The Way I See Things

By JDO

B watcher

"Would you like to go and take a look at my special bees?" I said. "Yes," replied the Boy Wonder. "Good!" I said. "If we bring your little step, you can sit on it to watch them." "OK," said the Boy, picking up the plastic hop-up step, and then holding it up to me with the kind of Ooof! noise that says a Boy really can't be expected to carry his own step around. "OK," I said, taking the step from him. "Let's do it!" "Less doowit!" said the Boy, trotting off to the front garden.

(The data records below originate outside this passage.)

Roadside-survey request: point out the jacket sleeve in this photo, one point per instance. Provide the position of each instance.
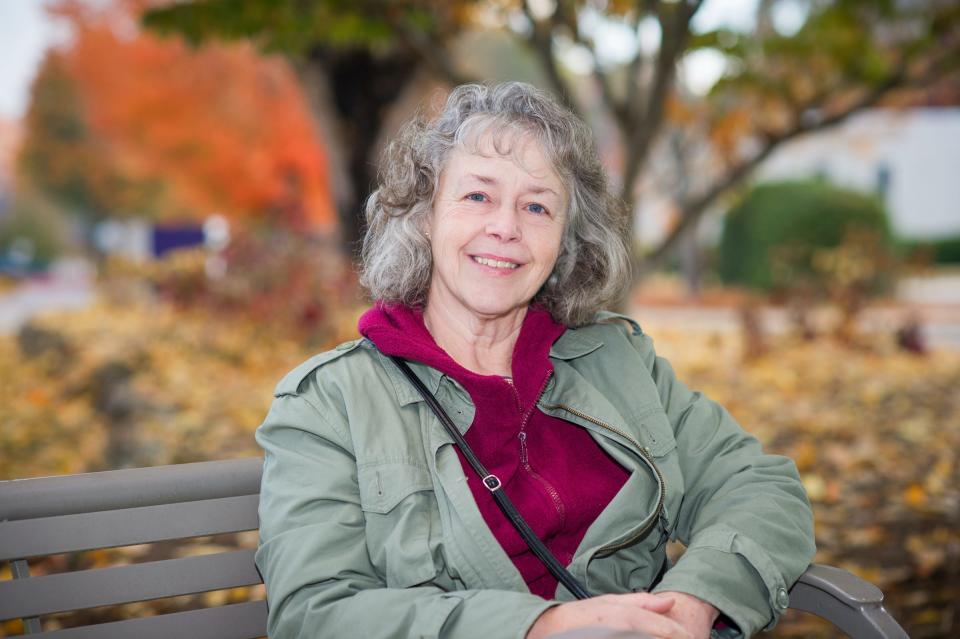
(313, 553)
(745, 517)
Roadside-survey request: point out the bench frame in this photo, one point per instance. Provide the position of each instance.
(52, 515)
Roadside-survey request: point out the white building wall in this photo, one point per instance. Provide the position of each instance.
(917, 149)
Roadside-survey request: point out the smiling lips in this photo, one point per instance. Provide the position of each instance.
(494, 263)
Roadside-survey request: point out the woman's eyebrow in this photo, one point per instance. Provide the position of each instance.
(535, 189)
(485, 179)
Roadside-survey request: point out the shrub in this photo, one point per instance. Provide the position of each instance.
(801, 234)
(35, 229)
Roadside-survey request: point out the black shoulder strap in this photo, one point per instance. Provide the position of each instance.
(492, 482)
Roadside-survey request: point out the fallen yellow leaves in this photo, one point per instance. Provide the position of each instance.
(875, 433)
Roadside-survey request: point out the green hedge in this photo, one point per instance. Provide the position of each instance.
(944, 250)
(770, 238)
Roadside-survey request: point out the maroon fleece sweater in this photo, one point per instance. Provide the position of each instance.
(556, 475)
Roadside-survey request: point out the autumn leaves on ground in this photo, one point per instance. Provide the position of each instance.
(148, 376)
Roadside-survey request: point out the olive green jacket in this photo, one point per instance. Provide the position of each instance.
(368, 528)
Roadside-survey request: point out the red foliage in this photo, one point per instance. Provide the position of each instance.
(227, 127)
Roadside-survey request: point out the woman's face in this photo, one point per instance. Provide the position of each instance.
(496, 228)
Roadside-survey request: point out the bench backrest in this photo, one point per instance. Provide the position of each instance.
(52, 515)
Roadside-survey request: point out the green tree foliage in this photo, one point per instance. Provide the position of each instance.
(33, 229)
(846, 55)
(780, 235)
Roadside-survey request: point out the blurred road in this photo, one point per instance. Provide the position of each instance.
(68, 285)
(935, 302)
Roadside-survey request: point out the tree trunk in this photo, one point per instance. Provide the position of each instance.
(349, 95)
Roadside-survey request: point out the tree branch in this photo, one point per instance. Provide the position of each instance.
(616, 106)
(674, 24)
(541, 41)
(432, 52)
(693, 209)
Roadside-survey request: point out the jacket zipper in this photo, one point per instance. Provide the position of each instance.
(608, 550)
(549, 488)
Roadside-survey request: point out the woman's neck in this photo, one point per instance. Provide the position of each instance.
(482, 345)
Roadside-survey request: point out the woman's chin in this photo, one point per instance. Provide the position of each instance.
(493, 307)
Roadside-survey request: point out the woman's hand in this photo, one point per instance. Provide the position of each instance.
(694, 614)
(640, 611)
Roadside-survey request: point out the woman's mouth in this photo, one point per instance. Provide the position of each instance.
(494, 263)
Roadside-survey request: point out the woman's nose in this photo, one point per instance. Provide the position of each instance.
(504, 224)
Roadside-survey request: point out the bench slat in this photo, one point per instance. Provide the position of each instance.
(129, 488)
(235, 621)
(110, 528)
(125, 584)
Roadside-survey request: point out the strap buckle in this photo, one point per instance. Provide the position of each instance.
(492, 482)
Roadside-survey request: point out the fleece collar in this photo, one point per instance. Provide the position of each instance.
(399, 330)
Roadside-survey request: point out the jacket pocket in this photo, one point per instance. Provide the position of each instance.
(397, 499)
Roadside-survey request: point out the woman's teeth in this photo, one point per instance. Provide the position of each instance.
(494, 263)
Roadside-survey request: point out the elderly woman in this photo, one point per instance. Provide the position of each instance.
(492, 247)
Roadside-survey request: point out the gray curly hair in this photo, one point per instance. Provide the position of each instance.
(592, 267)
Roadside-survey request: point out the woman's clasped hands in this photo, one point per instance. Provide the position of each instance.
(668, 615)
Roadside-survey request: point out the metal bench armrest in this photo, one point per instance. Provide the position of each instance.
(853, 605)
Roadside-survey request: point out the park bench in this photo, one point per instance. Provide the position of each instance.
(51, 515)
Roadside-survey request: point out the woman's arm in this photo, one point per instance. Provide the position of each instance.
(313, 554)
(745, 517)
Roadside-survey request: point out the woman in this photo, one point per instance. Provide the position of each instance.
(492, 246)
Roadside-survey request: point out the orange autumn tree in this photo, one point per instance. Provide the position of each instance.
(226, 128)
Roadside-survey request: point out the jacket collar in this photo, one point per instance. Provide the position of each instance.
(571, 345)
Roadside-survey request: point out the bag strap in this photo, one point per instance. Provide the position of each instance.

Having the normal attention span of any small child, he sat on the step for all of about ten seconds, then knelt down next to it and leaned on it, then knelt up on it, then lay across it on his stomach and lifted his feet up behind him in skydiving pose, then went off and found another patch of flowers all of his own, and watched that for a while. But still, he was very interested in the hairy-footed flower bees, and I think he'd probably be able to tell you (if he felt so inclined) that the brown ones with yellow faces are boys, and the black ones are girls. Some unspeakable little tyke of his acquaintance has told him that if you see an insect you should stamp on it (because of course they have), but we had a bit of a chat about kindness, and I think he understood that Grandma DJiwll isn't a big fan of things being stamped on.

During our conversation I tried to get B to notice how the bees shy away from sudden movement, pointed out how big we are from their point of view, and explained that they can't understand what we're doing when we approach them, and might very easily think we were going to eat them. "Because lots of things do eat them," I said - but then in trying to list a few things that eat bees without stepping into the potential minefield that other invertebrates are their biggest problem, and thus putting him off spiders and wasps before we've even got started on them, I mentioned birds and reptiles, and then, running dry, said, "and even things like foxes, and dogs and cats, will sometimes eat them if they can catch them." I learned a valuable lesson of my own a few minutes later, when the pulmonaria had temporarily run dry and the plumpies had gone off to forage elsewhere, when the Boy said sadly, "They've all gone. The foxes eaten them."

I hastened to point out that there were no foxes to be seen anywhere around us, and explained that the bees were just drinking nectar from some different flowers at the moment ("Sweet juice," the Boy corrected me firmly, repeating the key words from my earlier explanation), and would be back soon. Which they were. However, the idea of foxes being delinquent creatures had taken firm root; it re-emerged at various points during the rest of the day, and by tea time they were allegedly capable of mounting a full-blown home invasion.

Memo to self: when dealing with a small child with a vivid imagination, police every word you say to him.